Der Verband reagiert mit dem Appell auf Äußerungen aus dem Finanzministerium, die Entlastung der Kommunen, die laut Koalitionsvertrag durch ein Bundesteilhabegesetz für Menschen mit Behinderung organisiert werden sollte, könne nunmehr anderweitig sichergestellt werden. Der Paritätische sieht die Gefahr, daß damit das gesamte für die Behindertenhilfe so wichtige Projekt auf der Kippe stehen könnte.
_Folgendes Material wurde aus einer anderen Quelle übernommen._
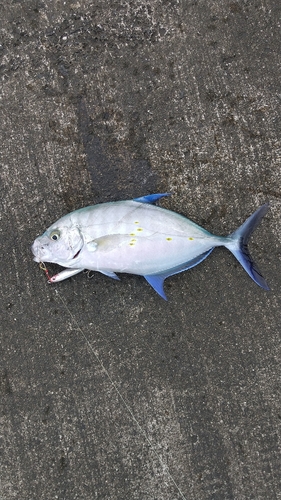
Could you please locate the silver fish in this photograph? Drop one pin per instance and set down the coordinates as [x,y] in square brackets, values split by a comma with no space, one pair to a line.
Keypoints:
[138,237]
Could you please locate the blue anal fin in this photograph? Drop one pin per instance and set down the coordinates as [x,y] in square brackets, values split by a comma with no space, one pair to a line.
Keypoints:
[110,274]
[151,198]
[157,280]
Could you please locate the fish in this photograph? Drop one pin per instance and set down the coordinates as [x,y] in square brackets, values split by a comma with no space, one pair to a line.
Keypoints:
[138,237]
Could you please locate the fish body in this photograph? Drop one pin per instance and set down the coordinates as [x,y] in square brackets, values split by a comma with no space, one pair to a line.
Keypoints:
[137,237]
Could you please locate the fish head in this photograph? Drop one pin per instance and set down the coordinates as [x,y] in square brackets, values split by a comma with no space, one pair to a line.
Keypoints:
[59,244]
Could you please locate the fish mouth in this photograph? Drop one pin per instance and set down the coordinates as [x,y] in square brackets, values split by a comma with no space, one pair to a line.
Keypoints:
[77,254]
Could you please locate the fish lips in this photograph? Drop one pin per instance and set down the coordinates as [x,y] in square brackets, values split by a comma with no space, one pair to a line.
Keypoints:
[43,254]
Rosenbrock appelliert daher an die Bundesregierung: „Sollte die Entlastung der Kommunen nun tatsächlich auf andere Weise erfolgen, fordern wir die Bundesregierung auf, die Finanzierung des Bundesteilhabegesetzes dennoch sicherzustellen. Behinderte sind nicht nur ein Anhängsel kommunaler Entlastungsprogramme und Teilhabe ist nicht zum Nulltarif zu haben."

In  einem mit seinen Mitgliedsorganisationen aus der Behindertenhilfe erarbeiteten Eckpunktepapier formuliert der Paritätische Gesamtverband 14 Anforderungen an ein zu schaffendes Bundesteilhabegesetz. Gefordert wird u.a. die Einführung eines einkommens- und vermögensunabhängigen Bundesteilhabegeldes, der gleichberechtigte Zugang zu allen Leistungen der Pflegeversicherung sowie flächendeckende kostenlose Beratungsangebote. Unter dem Dach des Paritätischen Gesamtverbandes sind über 70 Bundesorganisationen von behinderten und chronisch kranken Menschen zusammengeschloßen.